To address the challenges delineated, this study introduces the multi-scale position-aware cyclic convolutional network (MPCCN). This innovative framework marks the first integration of a multi-scale input module (MIM) within the encoder pathway, significantly expanding the receptive field while providing precise location metrics. Such enhancements bolster the network’s proficiency in vascular feature detection. Further, MPCCN employs a weighted-shared residual module (WRM), enriching the foundational feature dataset and mitigating the risk of detail loss and network degradation that are commonly associated with consecutive downsampling processes. Moreover, the incorporation of a guided attention module (GAM) within the skip connections adeptly curtails noise and extraneous feature representations, thereby refining the segmentation accuracy of retinal vessels. The principal contributions of this study are delineated as follows.

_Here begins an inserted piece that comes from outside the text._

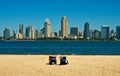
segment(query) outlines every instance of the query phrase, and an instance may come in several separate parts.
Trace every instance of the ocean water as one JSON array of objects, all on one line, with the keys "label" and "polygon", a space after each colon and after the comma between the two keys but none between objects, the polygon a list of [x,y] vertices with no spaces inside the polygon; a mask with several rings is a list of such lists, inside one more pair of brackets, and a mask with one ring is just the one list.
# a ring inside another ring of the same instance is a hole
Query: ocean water
[{"label": "ocean water", "polygon": [[120,42],[0,41],[0,54],[120,55]]}]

We propose a novel multi-scale position-aware cyclic convolutional network (MPCCN) that incorporates a MIM within the encoder pathway. To the best of our knowledge, this is the first framework to integrate such a module, significantly expanding the receptive field while providing precise location metrics, which enhances the network’s ability to detect vascular features effectively.
We introduce a weighted-shared residual module (WRM), which enriches the foundational feature dataset. This module mitigates the risk of detail loss and network degradation, a common challenge in consecutive downsampling processes. The WRM ensures the preservation of critical information, thereby maintaining high segmentation accuracy.
We incorporate a guided attention module (GAM) within the skip connections; one that is specifically designed to curtail noise and extraneous feature representations. By refining the segmentation process, the GAM enhances the accuracy of retinal vessel detection, setting a new benchmark for performance in this domain.

2. Related Research

RVS has been widely applied in the auxiliary diagnosis of diseases. Doctors can diagnose diseases such as diabetic retinopathy, microaneurysms, and hypertension by examining the shape and branching of vessels in fundus images [23]. Therefore, RVS plays a significant role in the prevention and treatment of related diseases. However, manual annotation is inefficient and subject to the subjective judgment of doctors, thus failing to meet the demand of a large number of patients in a short time. Moreover, the growth of retinal vessels is often affected by pathological changes, resulting in disordered distribution and issues like optical imaging, which makes fine vessels difficult to segment completely. Hence, the automatic segmentation of retinal vessels has become a research hotspot in the field of medical imaging. Presently, scholars have introduced a wide array of algorithms for the segmentation of retinal vessels, the specifics of which are elucidated in the subsequent sections.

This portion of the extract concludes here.